I know a lot of EDs are starting protocols to discharge patients on home oxygen due to limited bed capacity.  There are several O2 protocols available with an online search.  Here is some background info supporting those protocols that I’ve learned from hospitalist/SNFist colleagues.  

  • Home oxygen is regulated as Durable Medical Equipment (DME) rather than as a medication. It is delivered by DME companies to the patient’s home or to the ED/hospital.
  • For insurance to cover home O2, a patient needs to have SpO2 ≤88% on RA at rest or with exertion. It should be associated with a diagnosis such as Z99.81 “dependence on supplemental oxygen.” The testing can be done by an ED RN, RT, PT etc but should be documented in the physician’s note.
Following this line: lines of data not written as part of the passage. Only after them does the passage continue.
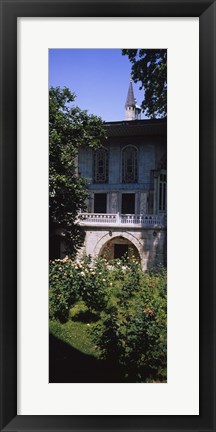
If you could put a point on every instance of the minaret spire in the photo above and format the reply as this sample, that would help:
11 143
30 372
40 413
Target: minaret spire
132 111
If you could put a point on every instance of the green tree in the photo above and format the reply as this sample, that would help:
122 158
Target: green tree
69 129
150 67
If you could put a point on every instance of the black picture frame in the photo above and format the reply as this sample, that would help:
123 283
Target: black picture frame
10 11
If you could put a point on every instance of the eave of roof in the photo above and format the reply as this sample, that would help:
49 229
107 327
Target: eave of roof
136 127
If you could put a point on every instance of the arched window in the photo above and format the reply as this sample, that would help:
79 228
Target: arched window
101 165
129 165
162 184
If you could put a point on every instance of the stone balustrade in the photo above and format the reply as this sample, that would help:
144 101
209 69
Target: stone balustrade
135 220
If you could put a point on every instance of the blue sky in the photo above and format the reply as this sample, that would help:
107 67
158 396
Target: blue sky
99 78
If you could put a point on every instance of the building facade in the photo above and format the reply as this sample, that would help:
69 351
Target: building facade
127 177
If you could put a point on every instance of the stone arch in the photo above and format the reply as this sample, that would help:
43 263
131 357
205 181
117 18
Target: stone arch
109 238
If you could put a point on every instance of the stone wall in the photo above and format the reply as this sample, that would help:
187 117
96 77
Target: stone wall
150 243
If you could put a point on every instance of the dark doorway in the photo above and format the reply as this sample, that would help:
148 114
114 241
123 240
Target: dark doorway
100 203
54 247
128 203
120 250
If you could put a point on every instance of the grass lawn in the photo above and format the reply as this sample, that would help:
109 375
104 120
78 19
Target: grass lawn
75 334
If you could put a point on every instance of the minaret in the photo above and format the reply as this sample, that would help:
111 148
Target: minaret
132 110
130 103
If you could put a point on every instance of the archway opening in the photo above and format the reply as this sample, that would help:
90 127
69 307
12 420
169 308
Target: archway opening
118 248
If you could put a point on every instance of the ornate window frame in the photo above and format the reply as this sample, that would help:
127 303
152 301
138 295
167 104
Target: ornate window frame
129 172
100 165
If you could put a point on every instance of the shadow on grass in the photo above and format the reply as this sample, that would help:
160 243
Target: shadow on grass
86 317
68 365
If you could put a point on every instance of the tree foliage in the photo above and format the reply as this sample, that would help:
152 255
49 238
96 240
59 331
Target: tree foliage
150 67
69 129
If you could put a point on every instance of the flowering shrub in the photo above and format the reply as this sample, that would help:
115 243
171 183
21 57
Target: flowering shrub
132 330
131 306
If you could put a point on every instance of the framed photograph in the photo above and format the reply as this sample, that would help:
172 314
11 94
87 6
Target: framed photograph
122 239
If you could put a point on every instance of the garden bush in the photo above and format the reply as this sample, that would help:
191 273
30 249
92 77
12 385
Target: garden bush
131 307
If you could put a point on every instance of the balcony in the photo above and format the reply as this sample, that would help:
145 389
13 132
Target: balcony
120 220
  • Sample documentation: “Face to face encounter for diagnoses described, specifically dependence on supplemental O2, Z99.81 related to COVID19 infection w/hypoxic respiratory failure & symptoms severe enough that pt will benefit from O2 therapy. At rest, on room air, pt’s O2 sat was [….value <89%] w/O2 at [1-4]LPM per NC saturation improved to […].”
  • Goal SpO2 is typically 90-92% as there is concern that higher levels would be associated with oxygen toxicity (perhaps this is more for COPD than COVID-19).  The maximum flow rate to discharge a patient is typically 2-4L/min though home devices can go higher.
  • Both physicians and advanced providers can order home O2 from the ED during this COVID pandemic waiver period.
  • Write a prescription “O2 per NC, rate (2L, 4L etc), frequency of use (around the clock or with exertion), duration of need (recommend 30 days), NPI number, provider signature.” Defer refills to the PMD.
  • Separately fill out a Certificate for Medical Necessity. The Certificate for Medical Necessity might be a form from CMS or a form from the local DME Company – your hospitalists will have the right local workflow
  • Patients might have a co-pay, but DME companies can provide oxygen prior to the co-pay.
  • The DME company will come to the patient’s home with supplies including at least 1 week’s worth of oxygen tanks and nasal cannula. They will educate the patient on using home O2. Restocking is typically weekly or monthly, not daily. Patients will need education that cigarettes, candles, and other sources of heat can cause oxygen to combust.
  • Oxygen delivery devices include:
    • Portable tank, similar to that used in the ED. This is most likely what an acute COVID patient will need.
      • Can be in gas or liquid form. Liquid tanks are smaller, more portable and refilled by a larger tank kept in the home.
    • Concentrator device, which filters room air to deliver higher concentrations of oxygen.
      • Electrical/battery powered and will fail if there is a power outage. Both large and smaller portable versions are used. These are for patients with more chronic needs.